15 Ideas for a Children's Discovery Garden
Presented by the National Association of Landscape Professionals in partnership with
By Laura Gaskill
Playing outdoors provides kids with physical activity and fresh air, encourages a love of nature and creativity, and can even help develop problem-solving skills. But the average big square of grass, while great for soccer matches, doesn’t provide much inspiration for little ones looking for adventure. If you have the room, consider adding some connected nooks and crannies designed to pique curiosity and support imagination. Here are 15 ideas to get you started, from burbling brooks and play meadows to fairy homes.
1. Outdoor chalkboard. A big chalkboard hung on a fence or an exterior wall can keep kids busy. Want to try something a little different? Hang Plexiglas instead, and let kids paint on it with washable tempera and shaving cream — you can wash everything right off with a hose, so you can reuse the Plexiglas as many times as you want.
2. Sensory table with shade. If you have preschoolers, you’ve probably spotted a sensory table at your child’s school — these kid-height tables are meant to be filled with water, sand or other materials (like dry beans) that kids will enjoy sticking their little hands into. Place the table in a shady area or use an umbrella to protect little ones from the sun as they play. On hot days try placing big chunks of ice colored with food coloring in the water table and let kids play with it as it melts.
3. Burbling brook. A bit of running water can go a long way toward making your backyard feel miles away from civilization. The sound of a running stream, the feel of cool water on hot feet and curious hands pleases adults and children alike. Just remember that with young children at home, any water play must be supervised — even very shallow water, as shown here.
4. Tree-stump stepping stones. Natural tree stumps are a fabulous backyard accessory for kids. Line them up to make a meandering stepping stone path or circle them round to make a seating area. Smaller wood slices make great stepping stones for very young children.

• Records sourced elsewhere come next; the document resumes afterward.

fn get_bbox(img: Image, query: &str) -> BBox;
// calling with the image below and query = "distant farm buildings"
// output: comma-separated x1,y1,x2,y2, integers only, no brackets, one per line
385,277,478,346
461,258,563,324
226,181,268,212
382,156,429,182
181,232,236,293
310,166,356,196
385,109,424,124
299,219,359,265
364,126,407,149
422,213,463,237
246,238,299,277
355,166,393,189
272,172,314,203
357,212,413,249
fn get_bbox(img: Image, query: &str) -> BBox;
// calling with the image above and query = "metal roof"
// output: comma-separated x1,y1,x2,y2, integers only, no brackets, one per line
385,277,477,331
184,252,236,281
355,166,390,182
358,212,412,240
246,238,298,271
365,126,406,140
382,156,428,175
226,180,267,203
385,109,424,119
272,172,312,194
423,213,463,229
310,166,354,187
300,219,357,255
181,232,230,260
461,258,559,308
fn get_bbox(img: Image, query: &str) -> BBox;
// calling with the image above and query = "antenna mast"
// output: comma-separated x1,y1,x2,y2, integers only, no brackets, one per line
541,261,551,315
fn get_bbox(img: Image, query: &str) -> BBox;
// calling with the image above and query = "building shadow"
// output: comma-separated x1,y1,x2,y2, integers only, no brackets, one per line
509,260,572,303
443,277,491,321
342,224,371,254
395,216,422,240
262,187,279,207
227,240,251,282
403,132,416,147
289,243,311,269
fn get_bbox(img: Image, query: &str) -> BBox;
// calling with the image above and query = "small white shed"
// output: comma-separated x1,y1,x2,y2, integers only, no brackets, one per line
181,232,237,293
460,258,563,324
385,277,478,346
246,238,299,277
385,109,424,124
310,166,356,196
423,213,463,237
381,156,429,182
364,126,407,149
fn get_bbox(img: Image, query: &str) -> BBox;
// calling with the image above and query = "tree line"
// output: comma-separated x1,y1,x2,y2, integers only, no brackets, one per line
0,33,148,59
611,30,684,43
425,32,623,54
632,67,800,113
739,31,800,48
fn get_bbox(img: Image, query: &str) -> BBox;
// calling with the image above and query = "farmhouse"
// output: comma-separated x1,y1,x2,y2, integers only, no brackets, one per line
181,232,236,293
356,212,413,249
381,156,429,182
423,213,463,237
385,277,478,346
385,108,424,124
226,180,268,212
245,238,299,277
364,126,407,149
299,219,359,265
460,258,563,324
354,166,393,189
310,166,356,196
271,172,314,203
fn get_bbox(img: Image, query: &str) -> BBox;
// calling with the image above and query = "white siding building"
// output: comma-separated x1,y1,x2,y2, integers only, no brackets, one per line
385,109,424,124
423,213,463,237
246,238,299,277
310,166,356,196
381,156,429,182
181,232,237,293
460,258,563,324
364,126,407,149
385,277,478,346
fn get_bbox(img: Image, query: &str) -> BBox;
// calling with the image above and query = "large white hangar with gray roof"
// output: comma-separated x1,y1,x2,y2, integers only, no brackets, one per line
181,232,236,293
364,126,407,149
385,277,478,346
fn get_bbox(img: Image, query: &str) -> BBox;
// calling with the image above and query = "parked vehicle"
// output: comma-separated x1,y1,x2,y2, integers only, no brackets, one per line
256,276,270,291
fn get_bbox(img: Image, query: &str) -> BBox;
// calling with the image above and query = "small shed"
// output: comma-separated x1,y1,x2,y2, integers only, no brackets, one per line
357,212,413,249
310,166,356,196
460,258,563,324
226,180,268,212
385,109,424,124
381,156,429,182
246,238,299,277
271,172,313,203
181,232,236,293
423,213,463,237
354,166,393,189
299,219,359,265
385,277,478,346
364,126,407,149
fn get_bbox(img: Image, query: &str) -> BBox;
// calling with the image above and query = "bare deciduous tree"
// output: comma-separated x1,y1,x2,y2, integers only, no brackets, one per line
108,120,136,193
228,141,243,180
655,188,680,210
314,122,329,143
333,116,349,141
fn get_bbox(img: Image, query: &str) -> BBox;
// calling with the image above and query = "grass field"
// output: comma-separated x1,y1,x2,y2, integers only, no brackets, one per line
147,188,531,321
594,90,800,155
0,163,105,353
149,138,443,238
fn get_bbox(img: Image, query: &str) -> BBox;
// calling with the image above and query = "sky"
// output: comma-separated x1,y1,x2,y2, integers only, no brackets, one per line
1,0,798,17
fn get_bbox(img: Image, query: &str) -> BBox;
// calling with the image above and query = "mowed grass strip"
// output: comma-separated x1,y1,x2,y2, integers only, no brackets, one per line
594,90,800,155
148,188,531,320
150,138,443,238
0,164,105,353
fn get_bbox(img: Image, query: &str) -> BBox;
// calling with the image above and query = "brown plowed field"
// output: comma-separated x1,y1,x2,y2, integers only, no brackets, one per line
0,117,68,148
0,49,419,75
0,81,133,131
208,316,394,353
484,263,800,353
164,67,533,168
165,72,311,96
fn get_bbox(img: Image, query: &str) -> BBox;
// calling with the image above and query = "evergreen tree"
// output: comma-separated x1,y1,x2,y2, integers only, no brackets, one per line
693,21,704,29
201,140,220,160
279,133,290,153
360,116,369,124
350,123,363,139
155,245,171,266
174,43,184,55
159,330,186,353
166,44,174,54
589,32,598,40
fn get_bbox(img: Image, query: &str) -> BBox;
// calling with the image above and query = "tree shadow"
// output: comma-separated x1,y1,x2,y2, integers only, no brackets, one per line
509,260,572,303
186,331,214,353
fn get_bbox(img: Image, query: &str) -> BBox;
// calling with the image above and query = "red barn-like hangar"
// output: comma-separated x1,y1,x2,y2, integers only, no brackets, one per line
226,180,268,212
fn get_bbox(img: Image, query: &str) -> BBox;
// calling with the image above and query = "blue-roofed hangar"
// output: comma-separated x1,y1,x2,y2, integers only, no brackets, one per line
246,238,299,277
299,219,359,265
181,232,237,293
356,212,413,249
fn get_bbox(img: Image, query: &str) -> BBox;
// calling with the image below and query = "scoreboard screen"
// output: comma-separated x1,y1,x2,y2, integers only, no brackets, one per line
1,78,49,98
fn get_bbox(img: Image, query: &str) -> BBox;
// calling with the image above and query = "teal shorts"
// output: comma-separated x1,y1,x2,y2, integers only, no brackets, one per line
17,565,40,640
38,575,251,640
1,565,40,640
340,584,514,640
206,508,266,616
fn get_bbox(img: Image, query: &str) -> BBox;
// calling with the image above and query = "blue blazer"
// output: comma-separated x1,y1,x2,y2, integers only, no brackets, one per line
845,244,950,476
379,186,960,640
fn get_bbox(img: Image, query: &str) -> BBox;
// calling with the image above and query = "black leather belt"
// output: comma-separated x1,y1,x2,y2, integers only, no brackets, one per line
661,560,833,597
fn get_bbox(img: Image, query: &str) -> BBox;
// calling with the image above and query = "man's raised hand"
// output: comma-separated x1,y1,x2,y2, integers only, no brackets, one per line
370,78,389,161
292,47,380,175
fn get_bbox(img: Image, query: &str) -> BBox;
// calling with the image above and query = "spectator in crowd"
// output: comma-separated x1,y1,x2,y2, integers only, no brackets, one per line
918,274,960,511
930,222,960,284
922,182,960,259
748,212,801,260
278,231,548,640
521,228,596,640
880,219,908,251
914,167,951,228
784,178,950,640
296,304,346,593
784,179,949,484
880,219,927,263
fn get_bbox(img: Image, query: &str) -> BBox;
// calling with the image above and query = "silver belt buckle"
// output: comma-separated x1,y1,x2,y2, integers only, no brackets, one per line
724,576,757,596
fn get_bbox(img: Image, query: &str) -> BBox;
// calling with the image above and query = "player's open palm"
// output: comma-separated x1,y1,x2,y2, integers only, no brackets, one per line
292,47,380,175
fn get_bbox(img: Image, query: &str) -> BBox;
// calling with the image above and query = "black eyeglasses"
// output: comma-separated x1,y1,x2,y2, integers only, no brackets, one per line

5. Butterfly garden. Enchant children by attracting caterpillars and butterflies to your yard by planting milkweed, purple coneflower and other butterfly-friendly plants.
6. Play meadow. Sure, regular grass is fine, but if you are tired of mowing, why not try something else? Some ground covers can provide a soft, springy surface that kids love running on, and they require little or no mowing.
If you do want to keep the grass, think about how much lawn your kids really use — a small patch may be fine, leaving more room for other creative elements like water, sand and edibles.
7. Outdoor chalkboard with rock climbing holds. This is no ordinary chalkboard wall — those little holes are actually holds for rock climbing. Just make sure children don’t draw below while other kids climb!
8. Truck play zone. Any blank area in the garden can be quite easily turned into a “work zone” for toy trucks; simply leave a patch of dirt bare and plunk down some trucks and digging tools.
9. Edible beds with inviting paths. Kids get excited about eating their vegetables when they’ve helped grow them in their backyard. Growing a mix of fun edibles (like sugar snap peas and mint), soft and touchable plants (like lamb’s ear), and fresh flowers meant for cutting means there is always something interesting to do in the garden.
Stock an area nearby with kid-size watering cans and make clearly marked paths so kids know where to walk (and where not to).
10. Garden art. Colorful sculptures and statues tucked into hidden nooks and crannies throughout the garden delight children. Kids can also get involved in decorating the garden by painting rocks and making plant markers.
11. Natural play area. A small dug-out area filled with sand and bordered with natural stones makes an inviting play area for young children. Add other found natural elements, like logs and wood slices, and plastic animals to complete the scene.
12. Sand pit now, veggie bed later. This is such a smart idea if you don’t want to commit permanently to a sandbox in the backyard: Build a raised veggie bed and fill it with sand instead. When your children are older, you can have the sand hauled out and fill the bed with soil.
13. Fairy house. Small children are enchanted by other wee things, and the idea of a garden fairy house can be especially appealing. You can buy them, but it can be more fun (and is certainly more cost effective) to make one yourself using found natural materials.
14. Swiss Family Robinson tree house. Inspire imaginative play with a rustic tree house made for outdoor adventures. This one was created using scrap wood and includes a bucket on a pulley — perfect for passing secret messages and other things up to those in the tree house.
15. Camp-style entertainment zone. A classic fire pit and picnic table are gathering areas the entire family can enjoy together. Having a casual, inviting outdoor space like this makes it more appealing to eat lunch outdoors in nice weather, or to head back outside after dinner for s’mores and songs around a blazing campfire. Just be aware that the ashes stay hot in fire pits for quite a long time — so keep kids away, even if it’s been a while since the last fire.